We thank N. Halewood for editorial assistance, and Y. Ito and A. Sugahara-Tobinai for the outstanding technical support.
This work was supported in part by the Core Research for Evolutional Science and Technology Program of the Japan Science and Technology Agency, a Grant-in-Aid from the Ministry of Education, Culture, Sports, Science, and Technology of Japan, the Kanae Foundation for the Promotion of Medical Science, and a grant from the 21st Century Center of Excellence (COE) Program for Innovative Therapeutic Development Toward the Conquest of Signal Transduction Diseases and the Global COE Program for Network Medicine.
The authors have no conflicting financial interest.

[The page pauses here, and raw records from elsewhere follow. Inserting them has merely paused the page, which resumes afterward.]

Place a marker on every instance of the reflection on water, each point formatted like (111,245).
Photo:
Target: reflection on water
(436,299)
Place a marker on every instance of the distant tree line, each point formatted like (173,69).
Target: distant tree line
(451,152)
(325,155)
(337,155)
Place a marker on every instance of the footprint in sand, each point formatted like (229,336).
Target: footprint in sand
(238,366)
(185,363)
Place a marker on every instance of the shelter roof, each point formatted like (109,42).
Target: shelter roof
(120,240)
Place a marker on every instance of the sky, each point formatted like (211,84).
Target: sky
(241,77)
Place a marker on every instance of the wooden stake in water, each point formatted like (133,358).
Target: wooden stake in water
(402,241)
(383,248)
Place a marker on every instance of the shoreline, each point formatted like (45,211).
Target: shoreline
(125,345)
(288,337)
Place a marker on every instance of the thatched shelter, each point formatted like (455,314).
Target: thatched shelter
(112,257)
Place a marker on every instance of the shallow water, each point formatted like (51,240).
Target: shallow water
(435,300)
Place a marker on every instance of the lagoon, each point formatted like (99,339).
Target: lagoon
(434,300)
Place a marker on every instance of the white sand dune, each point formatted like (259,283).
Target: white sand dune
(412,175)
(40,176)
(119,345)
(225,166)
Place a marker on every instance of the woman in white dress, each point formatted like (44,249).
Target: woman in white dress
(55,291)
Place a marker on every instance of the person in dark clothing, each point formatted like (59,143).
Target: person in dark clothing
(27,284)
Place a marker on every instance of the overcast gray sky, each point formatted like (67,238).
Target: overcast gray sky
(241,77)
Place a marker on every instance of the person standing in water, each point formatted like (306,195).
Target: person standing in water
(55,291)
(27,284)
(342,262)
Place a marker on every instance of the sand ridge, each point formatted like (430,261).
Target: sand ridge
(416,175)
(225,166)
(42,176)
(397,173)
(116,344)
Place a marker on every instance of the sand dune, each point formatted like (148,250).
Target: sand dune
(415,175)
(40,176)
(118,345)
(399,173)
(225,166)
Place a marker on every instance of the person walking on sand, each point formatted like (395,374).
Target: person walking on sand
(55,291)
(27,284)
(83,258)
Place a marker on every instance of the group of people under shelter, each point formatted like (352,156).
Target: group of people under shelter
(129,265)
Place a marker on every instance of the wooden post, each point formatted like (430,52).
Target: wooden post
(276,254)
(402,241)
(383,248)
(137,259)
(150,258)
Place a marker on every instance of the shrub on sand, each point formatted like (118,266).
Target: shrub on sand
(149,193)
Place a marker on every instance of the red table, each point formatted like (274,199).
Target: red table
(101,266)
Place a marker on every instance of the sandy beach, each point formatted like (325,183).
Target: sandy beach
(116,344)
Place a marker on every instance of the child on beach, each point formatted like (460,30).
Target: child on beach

Abbreviations used: β2-GPI, β2–glycoprotein I; Btk, Bruton's tyrosine kinase; ds, double stranded; HRP, horseradish peroxidase; ITIM, immunoreceptor tyrosine-based inhibitory motif; MAPK, mitogen-activated protein kinase; PAS, periodic acid–Schiff; PIR-B, paired Ig-like receptor B; PVDF, polyvinylidene difluoride; RF, rheumatoid factor; SHP-1, SH2 domain–containing tyrosine phosphatase 1; ss, single stranded; TLR, Toll-like receptor.